Алексей Михайлович Костюков сидел в одиночестве за праздничным столом. На столе стояла литровая бутылка водки с портретом румяного политикана, грозившего народу скорым и полным счастьем, пластиковая бутыль «пепси» и вскрытая банка великой китайской тушенки. Хлеб купить он забыл…
Это был первый большой праздник за последние годы его не такой уж и длинной жизни. Причем действительно праздник — новоселье.

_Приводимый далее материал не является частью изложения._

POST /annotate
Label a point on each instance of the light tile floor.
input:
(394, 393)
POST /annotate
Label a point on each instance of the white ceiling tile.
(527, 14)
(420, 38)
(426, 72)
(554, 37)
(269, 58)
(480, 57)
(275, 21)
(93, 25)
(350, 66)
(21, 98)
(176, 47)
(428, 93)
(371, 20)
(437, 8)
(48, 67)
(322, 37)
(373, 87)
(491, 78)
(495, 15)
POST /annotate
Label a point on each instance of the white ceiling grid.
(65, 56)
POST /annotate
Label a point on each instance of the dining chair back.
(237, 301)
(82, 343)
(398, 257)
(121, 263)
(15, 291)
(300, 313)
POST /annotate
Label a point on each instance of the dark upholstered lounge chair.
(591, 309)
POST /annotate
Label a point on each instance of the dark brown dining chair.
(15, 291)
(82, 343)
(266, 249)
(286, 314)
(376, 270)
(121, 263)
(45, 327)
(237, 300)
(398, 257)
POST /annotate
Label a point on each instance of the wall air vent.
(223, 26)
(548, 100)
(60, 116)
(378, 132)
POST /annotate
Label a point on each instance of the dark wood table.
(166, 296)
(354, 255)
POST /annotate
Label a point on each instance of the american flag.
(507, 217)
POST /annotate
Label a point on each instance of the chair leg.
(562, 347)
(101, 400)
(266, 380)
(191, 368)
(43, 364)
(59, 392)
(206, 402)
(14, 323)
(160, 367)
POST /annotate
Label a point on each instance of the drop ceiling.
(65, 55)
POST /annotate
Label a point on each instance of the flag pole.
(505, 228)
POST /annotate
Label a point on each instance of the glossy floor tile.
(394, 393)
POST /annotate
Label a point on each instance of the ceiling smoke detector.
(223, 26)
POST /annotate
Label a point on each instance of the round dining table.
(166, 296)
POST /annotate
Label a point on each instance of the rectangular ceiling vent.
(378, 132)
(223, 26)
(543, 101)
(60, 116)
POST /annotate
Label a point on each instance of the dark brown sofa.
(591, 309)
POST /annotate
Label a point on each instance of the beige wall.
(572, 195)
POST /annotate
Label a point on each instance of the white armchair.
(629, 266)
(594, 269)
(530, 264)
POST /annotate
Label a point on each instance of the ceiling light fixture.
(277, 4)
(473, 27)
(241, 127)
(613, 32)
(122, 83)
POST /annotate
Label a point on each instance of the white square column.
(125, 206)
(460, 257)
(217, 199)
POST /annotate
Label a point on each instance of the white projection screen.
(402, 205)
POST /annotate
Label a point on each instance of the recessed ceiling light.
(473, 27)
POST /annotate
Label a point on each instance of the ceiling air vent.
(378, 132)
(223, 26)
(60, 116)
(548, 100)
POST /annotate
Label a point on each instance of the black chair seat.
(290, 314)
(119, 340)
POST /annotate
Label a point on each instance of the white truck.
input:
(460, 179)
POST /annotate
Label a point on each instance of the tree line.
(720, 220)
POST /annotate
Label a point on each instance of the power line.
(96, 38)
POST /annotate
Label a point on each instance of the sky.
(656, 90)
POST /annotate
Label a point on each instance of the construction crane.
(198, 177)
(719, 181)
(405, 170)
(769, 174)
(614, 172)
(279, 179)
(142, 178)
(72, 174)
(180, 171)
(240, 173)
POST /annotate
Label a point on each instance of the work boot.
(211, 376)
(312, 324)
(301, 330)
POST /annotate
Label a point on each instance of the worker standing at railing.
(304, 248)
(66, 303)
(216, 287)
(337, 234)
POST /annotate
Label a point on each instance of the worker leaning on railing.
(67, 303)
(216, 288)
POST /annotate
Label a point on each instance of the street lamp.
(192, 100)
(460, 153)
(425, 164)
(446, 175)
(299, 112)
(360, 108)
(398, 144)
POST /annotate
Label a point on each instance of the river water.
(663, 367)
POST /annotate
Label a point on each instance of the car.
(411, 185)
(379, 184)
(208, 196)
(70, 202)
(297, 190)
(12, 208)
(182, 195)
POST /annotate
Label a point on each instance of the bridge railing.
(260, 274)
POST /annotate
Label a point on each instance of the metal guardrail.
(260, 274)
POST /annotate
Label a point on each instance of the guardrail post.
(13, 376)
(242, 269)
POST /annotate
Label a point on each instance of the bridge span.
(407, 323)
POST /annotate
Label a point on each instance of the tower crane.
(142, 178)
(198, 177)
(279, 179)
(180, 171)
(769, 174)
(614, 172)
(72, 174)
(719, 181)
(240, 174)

У нормальных людей его принято встречать в окружении друзей, домочадцев, оравы детишек, с радостными криками носящихся по многочисленным комнатам, в беспорядке уставленным мебелью, тюками с одеждой и коробками с разнообразной домашней утварью, но так уж вышло, что Костюков был одинок, как перст, со всеми вытекающими из этого результатами.
Сергей и Петька были званы на завтра, но он, не утерпев, решил начать один, а уж завтра, когда придут дорогие гости в количестве двух лучших друзей, дать как следует на троих.
Так что — гости завтра, а сегодня…
Ну, будь здоров, Кастет!
Кастетом Леху начали называть еще в детском саду, а в 12-й школе Василеостровского района, что на Тринадцатой линии, первым произнес это прозвище именно Петька Чистяков, который завтра будет сидеть вот за этим самым столом и произносить заковыристые и не всегда понятные, но зато всегда смешные тосты.
Когда-то они вместе с Петькой пошли записываться в боксерскую секцию. Леху взяли охотно — с детства хилый и болезненный, он годам к двенадцати стал вдруг длинноруким крепышом с отменной реакцией, и у пожилого тренера при виде Кастета сразу загорелись глаза — из пацана будет толк!
Чистякова же взяли нехотя, только потому, что был недобор мальчишек его возраста, и отчислили через месяц по причине слабости носа, о чем, впрочем, Петька и не жалел, сразу же записавшись в автомобильный кружок в том же Доме пионеров.